Impact of Word Segmentation Errors on Automatic Chinese Text Classification

机译：分词错误对中文文本自动分类的影响

获取原文

获取原文并翻译 | 示例

页面导航

摘要
著录项
相似文献
相关主题

摘要

In this paper, several sets of experiments were carried out to study the impact of word segmentation errors on automatic Chinese text classification. Comparison experiment of four word-based approaches was first carried out and the results show that the performance was significantly reduced when using automatic word segmentation instead of manual word segmentation which means errors caused by automatic word segmentation have an obvious impact on classification performance. We further conducted the experiment using character-based approach (N-gram). Although N-gram approach produces a large number of ambiguous words, the results show that it performed better than automatic word segmentation.

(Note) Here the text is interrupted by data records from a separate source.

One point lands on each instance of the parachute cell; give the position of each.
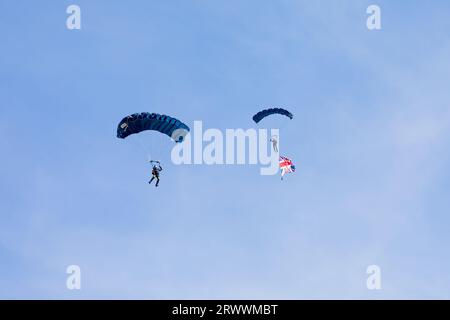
(143, 121)
(264, 113)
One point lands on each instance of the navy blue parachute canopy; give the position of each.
(264, 113)
(143, 121)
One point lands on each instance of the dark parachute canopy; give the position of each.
(264, 113)
(143, 121)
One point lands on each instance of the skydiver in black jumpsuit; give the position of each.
(155, 172)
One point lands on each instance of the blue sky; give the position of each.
(370, 139)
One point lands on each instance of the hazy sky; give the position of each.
(370, 140)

机译：本文通过几组实验研究了分词错误对中文文本自动分类的影响。首先进行了四种基于单词的方法的比较实验，结果表明，使用自动分词而不是手动分词会显着降低性能，这意味着由自动分词引起的错误对分类性能有明显的影响。我们进一步使用基于字符的方法（N-gram）进行了实验。尽管N-gram方法会产生大量的歧义词，但结果表明它比自动分词要好。

著录项

来源
《Document Analysis Systems (DAS), 2012 10th IAPR International Workshop on》|2012年|p.271- 275|共5页
会议地点 Gold Coast(AU)
作者
Xi Luo;
展开▼
作者单位

Grad. Sch. of Eng., Mie Univ., Tsu, Japan;

展开▼
会议组织
原文格式 PDF
正文语种 eng
中图分类信息处理（信息加工）;
关键词

相似文献

外文文献
中文文献
专利

1. A Study on Improving Word-Segmentation Accuracy in Automatic Chinese Text Processing [J] . LI, Li 上海大学学报：英文版 . 2001,第0z1期

机译：中文自动文本处理中提高分词精度的研究
2. An automatic classification of text documents based on correlative association of words [J] . Agnihotri Deepak, Verma Kesari, Tripathi Priyanka Journal of Intelligent Information Systems . 2018,第3期

机译：基于单词相关联想的文本文档自动分类
3. Automatic Extraction Of New Words Based On Google News Corpora For Supporting Lexicon-based Chinese Word Segmentation Systems [J] . Chin-Ming Hong, Chih-Ming Chen, Chao-Yang Chiu Expert systems with applications . 2009,第2p2期

机译：基于Google新闻语料库的自动提取新词以支持基于词典的中文分词系统
4. Chinese Text Classification without Automatic Word Segmentation [C] . Wei Liu, Ben Allison, David Guthrie, International Conference on Advanced Language Processing and Web Information Technology . 2007

机译：中国文本分类没有自动词分割
5. Defining and automatically identifying words in Chinese. [D] . Xue, Nianwen. 2002

机译：定义并自动识别中文单词。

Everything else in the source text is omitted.